Keywords

1 Introduction

According to a Microsoft surveyFootnote 1, employees globally spend an average of 5.6 hours a week in meetings and, one of the most sensitive and unpleasant things to do in a meeting is probably to write its minutes. However, in any organization, writing meeting minutes is essential for the life of project teams in order to keep track of what was said throughout the projects, the decisions made, the tasks performed, etc. Generating meeting minutes is within the scope of text summarization [8, 11, 15], a subfield of natural language processing. Two main approaches can be distinguished: extractive summarization and abstractive summarization. In the first approach, the main idea is to extract the top-k sentences of an input text, that is, the most important ones, and merge them to produce the summary as an output.

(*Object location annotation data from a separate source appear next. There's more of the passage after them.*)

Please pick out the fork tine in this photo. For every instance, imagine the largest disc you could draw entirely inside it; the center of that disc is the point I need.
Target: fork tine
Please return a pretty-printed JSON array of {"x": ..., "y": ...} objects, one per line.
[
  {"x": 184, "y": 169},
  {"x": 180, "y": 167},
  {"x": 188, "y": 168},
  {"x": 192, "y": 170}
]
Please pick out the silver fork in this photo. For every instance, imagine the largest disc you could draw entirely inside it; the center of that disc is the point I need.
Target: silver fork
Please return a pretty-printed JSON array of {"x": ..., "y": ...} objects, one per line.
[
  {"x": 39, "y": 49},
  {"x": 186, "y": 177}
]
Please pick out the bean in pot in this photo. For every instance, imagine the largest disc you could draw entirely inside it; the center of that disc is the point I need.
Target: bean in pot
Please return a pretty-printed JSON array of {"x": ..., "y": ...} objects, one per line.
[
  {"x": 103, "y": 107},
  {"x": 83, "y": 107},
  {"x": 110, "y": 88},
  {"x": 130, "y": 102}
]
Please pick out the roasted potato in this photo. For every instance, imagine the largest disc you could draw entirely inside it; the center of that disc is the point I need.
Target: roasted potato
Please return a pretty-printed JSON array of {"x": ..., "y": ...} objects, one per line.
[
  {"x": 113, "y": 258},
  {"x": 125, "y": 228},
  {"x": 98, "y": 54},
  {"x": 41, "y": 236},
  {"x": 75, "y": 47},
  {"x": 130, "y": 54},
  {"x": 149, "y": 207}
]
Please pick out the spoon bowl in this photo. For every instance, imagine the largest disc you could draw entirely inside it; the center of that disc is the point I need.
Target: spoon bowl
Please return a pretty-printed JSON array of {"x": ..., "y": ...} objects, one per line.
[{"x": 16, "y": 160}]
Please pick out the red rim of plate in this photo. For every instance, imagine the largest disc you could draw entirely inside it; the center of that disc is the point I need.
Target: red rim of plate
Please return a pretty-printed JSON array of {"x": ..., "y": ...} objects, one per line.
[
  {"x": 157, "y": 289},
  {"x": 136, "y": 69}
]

In the second approach, the ultimate goal is to understand the meaning of the most important ideas developped in the input text and then produce, as an output, the summary of those ideas using words or sentences that may not be in the input text.

Obviously, abstractive summarization is far more difficult than extractive summarization. Nevertheless, the latter approach doesn’t fit the task of summarizing meetings. Indeed, meetings are made up of dialogues, especially follow-up project meetings that we want to address. Therefore, the structure of a meeting is very different from the structure of normal texts and this can be a difficult problem. The issue with a dialogue is that an extractive method just copies parts of the input text without understanding the important underlying relationships between them and thus the underlying meaning of the whole conversation. This is why we focus on abstractive summarization techniques and the reader interested in a detailed survey on that domain can refer to [6]. Thus, the aim of this paper is twofold. Firstly, it presents experiments we did to design a tool for generating automatically the minutes of meetings. Secondly, it describes the dead ends encountered to solve this issue.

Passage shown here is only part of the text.